Recursively change ownership to another user in windows

Question

In Windows (particularly, Windows server 2012) I have to change ownership of a folder with a bunch of subfolders and files.

Here: recursively change owner windows 7 (and in other places) people suggest to use 'takeown' command for that. The problem is that I need to set another user as the owner, not myself.

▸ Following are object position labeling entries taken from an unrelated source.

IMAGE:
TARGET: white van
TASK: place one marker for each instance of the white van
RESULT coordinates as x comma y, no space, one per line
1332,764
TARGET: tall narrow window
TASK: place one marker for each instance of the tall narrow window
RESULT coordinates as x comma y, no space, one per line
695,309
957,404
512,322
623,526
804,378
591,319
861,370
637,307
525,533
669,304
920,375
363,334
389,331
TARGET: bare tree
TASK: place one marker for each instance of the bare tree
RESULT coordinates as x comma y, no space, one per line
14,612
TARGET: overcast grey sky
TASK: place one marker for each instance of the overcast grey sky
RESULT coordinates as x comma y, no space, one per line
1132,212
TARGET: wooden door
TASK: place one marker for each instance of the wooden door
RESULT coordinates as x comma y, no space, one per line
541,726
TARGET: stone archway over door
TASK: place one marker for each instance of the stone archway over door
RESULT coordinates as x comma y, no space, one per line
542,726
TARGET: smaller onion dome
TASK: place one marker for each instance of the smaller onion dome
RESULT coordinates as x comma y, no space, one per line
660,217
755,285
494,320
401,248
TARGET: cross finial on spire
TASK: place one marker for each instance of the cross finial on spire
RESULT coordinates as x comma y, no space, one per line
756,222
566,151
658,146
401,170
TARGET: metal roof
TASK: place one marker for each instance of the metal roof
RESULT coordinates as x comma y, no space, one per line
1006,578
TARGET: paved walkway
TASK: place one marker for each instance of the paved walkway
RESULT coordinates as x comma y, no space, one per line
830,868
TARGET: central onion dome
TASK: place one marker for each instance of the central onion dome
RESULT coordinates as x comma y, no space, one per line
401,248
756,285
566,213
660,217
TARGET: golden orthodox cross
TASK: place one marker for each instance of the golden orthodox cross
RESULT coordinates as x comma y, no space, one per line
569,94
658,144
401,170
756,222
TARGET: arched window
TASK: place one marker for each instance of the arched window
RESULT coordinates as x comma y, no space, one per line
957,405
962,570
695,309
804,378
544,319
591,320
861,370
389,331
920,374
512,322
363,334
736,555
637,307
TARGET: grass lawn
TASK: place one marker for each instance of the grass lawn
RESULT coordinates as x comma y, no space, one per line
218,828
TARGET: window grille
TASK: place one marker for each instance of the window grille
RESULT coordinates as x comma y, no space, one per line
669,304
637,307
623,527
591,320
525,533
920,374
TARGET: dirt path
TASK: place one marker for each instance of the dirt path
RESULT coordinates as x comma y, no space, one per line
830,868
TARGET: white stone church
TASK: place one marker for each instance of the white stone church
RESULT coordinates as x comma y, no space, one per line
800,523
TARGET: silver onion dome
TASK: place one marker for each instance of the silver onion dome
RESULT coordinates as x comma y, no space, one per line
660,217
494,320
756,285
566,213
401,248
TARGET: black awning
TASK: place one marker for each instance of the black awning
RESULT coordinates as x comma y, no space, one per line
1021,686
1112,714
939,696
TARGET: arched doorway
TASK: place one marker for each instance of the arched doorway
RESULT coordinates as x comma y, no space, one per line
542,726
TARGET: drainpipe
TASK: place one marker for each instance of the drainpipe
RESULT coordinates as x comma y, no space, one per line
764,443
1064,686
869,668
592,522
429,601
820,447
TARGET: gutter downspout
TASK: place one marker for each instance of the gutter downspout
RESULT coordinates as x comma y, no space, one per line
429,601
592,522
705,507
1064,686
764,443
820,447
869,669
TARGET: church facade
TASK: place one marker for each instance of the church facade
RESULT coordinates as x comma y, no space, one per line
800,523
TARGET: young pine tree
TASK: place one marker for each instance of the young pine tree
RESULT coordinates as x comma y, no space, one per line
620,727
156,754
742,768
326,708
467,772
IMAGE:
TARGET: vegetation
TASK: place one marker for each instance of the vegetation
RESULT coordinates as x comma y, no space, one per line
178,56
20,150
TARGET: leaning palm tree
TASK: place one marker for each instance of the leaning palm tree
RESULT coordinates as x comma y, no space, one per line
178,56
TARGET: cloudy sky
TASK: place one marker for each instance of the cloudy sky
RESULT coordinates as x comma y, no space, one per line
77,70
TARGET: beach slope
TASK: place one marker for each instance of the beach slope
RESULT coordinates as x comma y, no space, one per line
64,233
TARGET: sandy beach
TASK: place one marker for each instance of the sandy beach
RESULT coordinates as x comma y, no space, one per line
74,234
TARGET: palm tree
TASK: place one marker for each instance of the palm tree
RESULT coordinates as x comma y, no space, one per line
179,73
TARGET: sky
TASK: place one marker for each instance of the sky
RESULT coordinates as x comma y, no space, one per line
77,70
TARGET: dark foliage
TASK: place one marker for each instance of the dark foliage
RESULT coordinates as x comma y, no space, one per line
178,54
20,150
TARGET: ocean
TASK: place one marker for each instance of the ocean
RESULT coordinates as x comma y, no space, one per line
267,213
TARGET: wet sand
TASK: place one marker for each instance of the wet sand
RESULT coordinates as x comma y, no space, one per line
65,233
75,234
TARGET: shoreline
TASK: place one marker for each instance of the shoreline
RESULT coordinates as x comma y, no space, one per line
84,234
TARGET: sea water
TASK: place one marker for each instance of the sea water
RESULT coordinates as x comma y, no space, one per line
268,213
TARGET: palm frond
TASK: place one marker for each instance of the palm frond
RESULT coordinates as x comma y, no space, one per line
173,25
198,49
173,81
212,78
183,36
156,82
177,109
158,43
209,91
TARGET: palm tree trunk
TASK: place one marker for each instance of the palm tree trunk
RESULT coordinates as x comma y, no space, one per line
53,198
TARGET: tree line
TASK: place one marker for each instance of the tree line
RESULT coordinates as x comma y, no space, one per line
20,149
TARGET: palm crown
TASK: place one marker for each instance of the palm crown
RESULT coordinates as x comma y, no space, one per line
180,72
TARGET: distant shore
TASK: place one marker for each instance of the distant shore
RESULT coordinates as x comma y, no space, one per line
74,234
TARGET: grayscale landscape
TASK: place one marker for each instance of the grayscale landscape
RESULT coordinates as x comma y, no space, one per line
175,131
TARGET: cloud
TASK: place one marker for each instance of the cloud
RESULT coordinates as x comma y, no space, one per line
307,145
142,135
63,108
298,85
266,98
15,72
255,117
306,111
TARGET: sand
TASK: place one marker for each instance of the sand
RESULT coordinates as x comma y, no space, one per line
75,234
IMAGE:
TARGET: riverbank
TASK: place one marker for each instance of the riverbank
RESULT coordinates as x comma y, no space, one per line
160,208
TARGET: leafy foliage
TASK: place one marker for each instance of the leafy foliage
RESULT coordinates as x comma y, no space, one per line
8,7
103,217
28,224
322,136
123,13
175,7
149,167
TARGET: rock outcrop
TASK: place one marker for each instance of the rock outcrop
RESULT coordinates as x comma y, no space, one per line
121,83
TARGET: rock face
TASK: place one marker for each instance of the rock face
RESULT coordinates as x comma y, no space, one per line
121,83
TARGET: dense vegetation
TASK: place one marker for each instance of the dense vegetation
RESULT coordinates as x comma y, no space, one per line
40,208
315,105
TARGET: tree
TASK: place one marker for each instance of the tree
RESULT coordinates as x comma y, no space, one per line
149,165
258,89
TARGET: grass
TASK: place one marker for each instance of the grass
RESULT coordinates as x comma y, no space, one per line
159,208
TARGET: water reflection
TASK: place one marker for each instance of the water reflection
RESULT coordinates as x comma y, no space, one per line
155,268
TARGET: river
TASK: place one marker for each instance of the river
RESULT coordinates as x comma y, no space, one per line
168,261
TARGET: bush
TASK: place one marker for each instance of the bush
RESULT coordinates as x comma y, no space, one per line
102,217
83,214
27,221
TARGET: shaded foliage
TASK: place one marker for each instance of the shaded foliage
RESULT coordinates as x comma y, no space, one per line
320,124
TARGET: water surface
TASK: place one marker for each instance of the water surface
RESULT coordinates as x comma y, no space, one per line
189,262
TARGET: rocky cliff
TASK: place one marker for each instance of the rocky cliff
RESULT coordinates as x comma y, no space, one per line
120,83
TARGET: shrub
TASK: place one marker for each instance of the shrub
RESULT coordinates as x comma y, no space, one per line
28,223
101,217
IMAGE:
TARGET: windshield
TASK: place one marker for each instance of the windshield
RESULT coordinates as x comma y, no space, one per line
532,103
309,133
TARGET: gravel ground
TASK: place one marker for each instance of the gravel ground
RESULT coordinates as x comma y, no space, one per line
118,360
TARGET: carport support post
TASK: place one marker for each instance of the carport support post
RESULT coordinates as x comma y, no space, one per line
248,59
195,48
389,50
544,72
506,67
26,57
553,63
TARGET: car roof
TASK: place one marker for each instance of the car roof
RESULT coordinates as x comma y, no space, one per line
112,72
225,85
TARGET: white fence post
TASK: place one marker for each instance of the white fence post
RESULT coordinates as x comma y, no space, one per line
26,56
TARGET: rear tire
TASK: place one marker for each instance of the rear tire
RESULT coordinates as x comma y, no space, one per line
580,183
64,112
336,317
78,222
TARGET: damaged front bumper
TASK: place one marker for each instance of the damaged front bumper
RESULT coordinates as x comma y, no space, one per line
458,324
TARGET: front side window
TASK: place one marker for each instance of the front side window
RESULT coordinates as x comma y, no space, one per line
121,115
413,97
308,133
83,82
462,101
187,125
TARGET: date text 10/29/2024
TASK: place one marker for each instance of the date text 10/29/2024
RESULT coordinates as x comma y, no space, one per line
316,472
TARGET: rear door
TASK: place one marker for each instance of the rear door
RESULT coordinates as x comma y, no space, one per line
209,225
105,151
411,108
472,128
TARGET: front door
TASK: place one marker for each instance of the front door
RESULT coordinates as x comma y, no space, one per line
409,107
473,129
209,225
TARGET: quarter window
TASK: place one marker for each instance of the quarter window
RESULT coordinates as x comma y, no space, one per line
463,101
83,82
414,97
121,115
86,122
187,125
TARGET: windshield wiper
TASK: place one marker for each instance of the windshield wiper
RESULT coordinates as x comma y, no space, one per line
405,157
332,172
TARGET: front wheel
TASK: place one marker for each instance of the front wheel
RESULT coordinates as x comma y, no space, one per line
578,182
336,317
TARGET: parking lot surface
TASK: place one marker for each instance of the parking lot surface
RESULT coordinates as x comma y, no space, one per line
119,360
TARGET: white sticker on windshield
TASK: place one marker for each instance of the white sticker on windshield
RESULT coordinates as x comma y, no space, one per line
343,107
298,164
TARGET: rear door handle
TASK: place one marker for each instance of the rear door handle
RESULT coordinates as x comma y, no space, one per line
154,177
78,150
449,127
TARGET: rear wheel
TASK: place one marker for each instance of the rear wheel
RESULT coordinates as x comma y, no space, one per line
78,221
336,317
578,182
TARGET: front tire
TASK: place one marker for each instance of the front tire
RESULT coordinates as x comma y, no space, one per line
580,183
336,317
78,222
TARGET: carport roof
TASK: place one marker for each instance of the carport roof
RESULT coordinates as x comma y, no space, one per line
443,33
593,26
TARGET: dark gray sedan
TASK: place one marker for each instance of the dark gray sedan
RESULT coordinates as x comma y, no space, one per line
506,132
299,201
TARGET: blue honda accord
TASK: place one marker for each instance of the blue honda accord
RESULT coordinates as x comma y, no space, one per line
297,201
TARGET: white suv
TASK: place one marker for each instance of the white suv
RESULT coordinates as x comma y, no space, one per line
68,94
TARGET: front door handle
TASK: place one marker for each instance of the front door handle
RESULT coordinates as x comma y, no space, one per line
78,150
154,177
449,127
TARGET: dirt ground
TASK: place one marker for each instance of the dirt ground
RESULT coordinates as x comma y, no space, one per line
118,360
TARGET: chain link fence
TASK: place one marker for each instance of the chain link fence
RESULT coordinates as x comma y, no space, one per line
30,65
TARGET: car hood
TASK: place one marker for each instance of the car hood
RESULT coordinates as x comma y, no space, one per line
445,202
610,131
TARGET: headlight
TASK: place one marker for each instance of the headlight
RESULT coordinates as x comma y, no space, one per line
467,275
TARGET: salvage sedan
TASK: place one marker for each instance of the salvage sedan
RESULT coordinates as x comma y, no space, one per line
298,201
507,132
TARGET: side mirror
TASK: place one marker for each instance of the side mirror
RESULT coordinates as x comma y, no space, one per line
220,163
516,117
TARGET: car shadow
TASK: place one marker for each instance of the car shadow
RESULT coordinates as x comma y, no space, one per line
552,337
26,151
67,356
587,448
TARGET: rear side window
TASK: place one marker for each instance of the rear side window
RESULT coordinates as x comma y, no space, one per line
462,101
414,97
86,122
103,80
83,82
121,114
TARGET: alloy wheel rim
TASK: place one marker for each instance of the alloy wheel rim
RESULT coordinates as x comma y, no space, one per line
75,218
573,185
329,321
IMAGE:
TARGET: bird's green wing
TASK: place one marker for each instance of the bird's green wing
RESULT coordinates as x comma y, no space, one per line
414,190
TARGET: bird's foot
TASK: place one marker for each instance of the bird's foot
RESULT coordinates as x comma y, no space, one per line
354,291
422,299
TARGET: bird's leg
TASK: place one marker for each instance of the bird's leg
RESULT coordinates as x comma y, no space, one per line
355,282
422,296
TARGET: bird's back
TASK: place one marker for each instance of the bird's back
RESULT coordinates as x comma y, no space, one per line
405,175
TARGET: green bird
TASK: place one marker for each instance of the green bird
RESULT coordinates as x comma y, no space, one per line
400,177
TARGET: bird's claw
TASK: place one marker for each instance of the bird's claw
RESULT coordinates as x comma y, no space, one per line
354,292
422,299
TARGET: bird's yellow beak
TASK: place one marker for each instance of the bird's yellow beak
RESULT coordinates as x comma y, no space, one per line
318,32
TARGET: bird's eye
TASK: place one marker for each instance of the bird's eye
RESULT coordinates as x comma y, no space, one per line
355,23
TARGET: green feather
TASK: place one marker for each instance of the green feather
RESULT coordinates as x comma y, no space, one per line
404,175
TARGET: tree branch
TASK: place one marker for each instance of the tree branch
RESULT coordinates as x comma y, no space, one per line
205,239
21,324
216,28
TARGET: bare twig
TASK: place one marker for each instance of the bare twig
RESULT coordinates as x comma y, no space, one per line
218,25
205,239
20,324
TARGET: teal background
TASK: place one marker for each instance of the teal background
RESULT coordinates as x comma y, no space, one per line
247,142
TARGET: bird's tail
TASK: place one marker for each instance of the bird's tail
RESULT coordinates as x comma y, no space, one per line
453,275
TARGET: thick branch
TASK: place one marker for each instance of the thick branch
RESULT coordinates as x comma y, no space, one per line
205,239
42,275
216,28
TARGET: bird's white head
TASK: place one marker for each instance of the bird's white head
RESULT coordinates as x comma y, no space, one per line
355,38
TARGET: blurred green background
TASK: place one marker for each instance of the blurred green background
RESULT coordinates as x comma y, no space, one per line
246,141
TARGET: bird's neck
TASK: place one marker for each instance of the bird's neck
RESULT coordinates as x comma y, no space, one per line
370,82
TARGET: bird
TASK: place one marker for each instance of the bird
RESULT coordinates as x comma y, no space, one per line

But I don't know their password, as well as I don't want to tell them the admin password so that they can run this command with the administrator privileges on their own.

When I tried to specify a target user to the 'takeown' command: takeown /S 127.0.0.1 /U someuser /F somedir /R, it has responded that the user credentials cannot be used for local connections.

How can I set another user as a directory/file owner recursively in Windows?

Answer 1

A user doesn't need administrator rights to use takeown if you grant them the "Take Ownership" permission on the objects first. (This is WO in icacls, and is included in "Full Control" F set.)

:: Grant "Full Control" (inheritable):
icacls C:\foo /grant "DOM\user:(oi)(ci)f"

:: Or, grant "Write Owner" only (inheritable):
icacls C:\foo /grant "DOM\user:(oi)(ci)(wo,s)"

:: Now the user can takeown the folder.

In recent Windows versions, you can also use icacls /setowner to directly assign ownership to another user:

icacls C:\foo /setowner "DOM\user" /t /l

This is not part of takeown because it performs the actual change through a completely different operation than just taking ownership, and does require administrator rights regardless of what permissions you currently have on the file.

(Specifically, /setowner requires the "Back up files" and "Restore files" system-wide rights, which only Administrators and Backup Operators have by default. In comparison, takeown only uses the "Take ownership" system-wide right and/or the file-level permission.)